PRESIDENT'S ESSAY
Hamann and Schleiermacher
POSTED
March 14, 2012

In his introduction to Hermeneutics Reader: Texts of the German Tradition from the Enlightenment to the Present , Kurt Mueller-Vollmer gives us a very Hamannian Schleiermacher: “Man, the linguistic being, can be seen as the place where language articulates iself in each speech act and where each spoken utterance can be understood in relation to the totality of language. But man is also a constantly evolving mind and his speaking can only be understood as a moment in his mental life ( Tatsache im Denkenden ) . . . . Through verbal articulation the mental fact becomes exemplary.
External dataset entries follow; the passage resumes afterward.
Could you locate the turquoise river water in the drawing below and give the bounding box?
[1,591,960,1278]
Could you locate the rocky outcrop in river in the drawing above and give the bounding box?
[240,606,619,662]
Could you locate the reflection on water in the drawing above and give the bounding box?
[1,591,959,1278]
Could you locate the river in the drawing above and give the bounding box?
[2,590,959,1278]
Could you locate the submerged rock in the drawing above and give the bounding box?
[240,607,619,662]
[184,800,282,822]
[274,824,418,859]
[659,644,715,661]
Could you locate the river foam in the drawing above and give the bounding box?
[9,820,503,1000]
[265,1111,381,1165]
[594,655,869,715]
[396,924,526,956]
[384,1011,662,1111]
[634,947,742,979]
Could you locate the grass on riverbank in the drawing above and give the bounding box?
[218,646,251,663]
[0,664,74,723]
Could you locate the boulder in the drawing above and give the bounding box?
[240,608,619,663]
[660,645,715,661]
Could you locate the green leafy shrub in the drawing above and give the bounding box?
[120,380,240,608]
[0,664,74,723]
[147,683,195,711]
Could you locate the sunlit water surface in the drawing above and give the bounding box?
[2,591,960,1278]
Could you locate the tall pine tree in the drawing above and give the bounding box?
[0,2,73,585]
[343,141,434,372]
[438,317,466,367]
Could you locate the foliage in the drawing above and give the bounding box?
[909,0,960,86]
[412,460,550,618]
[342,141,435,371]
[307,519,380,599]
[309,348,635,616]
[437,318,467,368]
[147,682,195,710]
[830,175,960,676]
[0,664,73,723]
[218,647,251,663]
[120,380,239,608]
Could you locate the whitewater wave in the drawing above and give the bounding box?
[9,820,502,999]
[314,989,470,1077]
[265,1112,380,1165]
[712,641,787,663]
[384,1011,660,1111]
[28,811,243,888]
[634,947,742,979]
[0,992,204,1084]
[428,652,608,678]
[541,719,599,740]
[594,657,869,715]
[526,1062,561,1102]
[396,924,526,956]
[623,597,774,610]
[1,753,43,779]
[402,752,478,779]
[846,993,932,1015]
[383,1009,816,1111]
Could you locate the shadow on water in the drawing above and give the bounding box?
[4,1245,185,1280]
This is so because for Schleiermacher mental facts articulated as speech are not independent of language. Or, in Schleiermacher’s own words: ‘Speech as mental fact cannot be understood if it is not understood as linguistic signification ( Sprachbezeichnung ), because the innate nature of language modifies our mind.’”

This Schleiermacher is not guilty of psychologism since “even the purely intentional mental side of speech - speech as a mental phenomenon - is not free from language. It is always conditioned and modified by its linguistic form.” Yet Schleiermacher doesn’t believe we are confined to the prison of language, since language “while it forces patterns upon thought, in return must suffer the influence, the labor of thought upon it.”

The echoes of Hamann are not accidental.

In an essay in The Cambridge Companion to Friedrich Schleiermacher (Cambridge Companions to Religion) , Andrew Bowie notes that Hamann’s critique of Kant “influenced some of the most important subsequent thinking about language in Germany, including that of Schleiermacher. Hamann argues that ‘words are both pure and empirical intuitions as well as pure and empirical concepts : empircal because the sensation of sight or sound is affected by them, pure in so far as their meaning is not determined by anything which belongs to those sensations.’” In other words, “Words would not have meanings if they were merely objects in the world, so they require spontaneous cognitive activity associated with concepts, but meanings would not be possible without the objective existence of the signifier.”

Schleiermacher took this to heart, since he found in Hamann the notion that “aspects of both structuralism and intentionalism are inescapable in any serious engagement with a text.”

If Schleiermacher is indebted to Hamann, perhaps he did a better job of countering, and not merely accommodating, Kant than is usually thought.